Originally a high ranking member of the Australian military thought it would be a good idea, but the prime minister of New Zealand, Helen Clark, vetoed the idea because she felt that having a pop/rock performance would compromise the solemnity of the occasion.
Not unexpectedly, many Australians see it as a deliberate insult to them personally, although Clark claims she would reject any similar suggestion and doesn't even know who Farnham is. Also, a New Zealand act has also been cancelled making it fairly clear its not just "Aussie bashing".
Of course, the leader of New Zealand's opposition has waded into the argument and made a complete fool of himself, as is typical. He claims it is a good idea to encourage young people to participate. The fact the Farnham was popular before many young people were born seems to escape his logic. And I can't imagine Brash supporting this under normal circumstances given his generally conservative philosophy - its rather obviously just a chance to take a shot at the government, which has probably backfired.
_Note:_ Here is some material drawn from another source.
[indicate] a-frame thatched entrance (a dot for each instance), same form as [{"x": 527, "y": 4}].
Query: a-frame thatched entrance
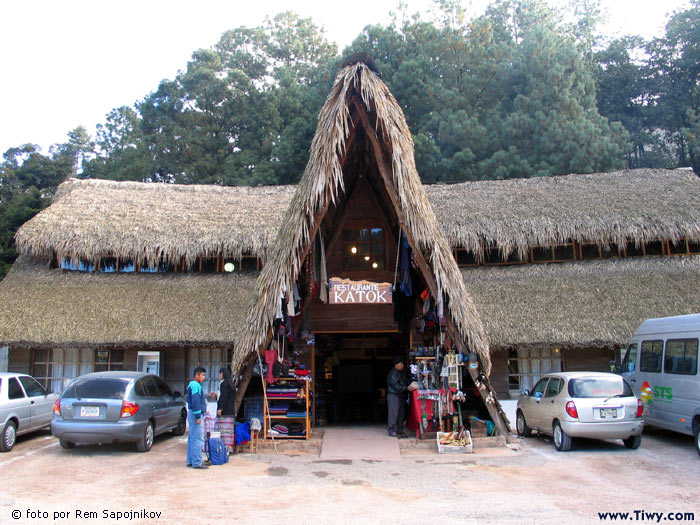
[{"x": 362, "y": 139}]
An interview this morning was quite revealing. All the people interviewed, including a young person who has been to a previous Gallipoli commemoration, a Returned Services Association member, and an entertainer who knows Farnham as a friend, all agree with the prime minister that it is not a good idea.
On an apparently unrelated note: last night New Zealand was involved in its first international 20 over cricket match. In my opinion, an example of making the great game of cricket more palatable to the mass audience by robbing it of its personality and soul. The fact that New Zealand lost had nothing to do with it! But with the modern trend of bowing to the mass taste and the lowest common denominator in all things, its good that at least with the Gallipoli commemoration, we maintain a little bit of dignity and respect for the history of the event.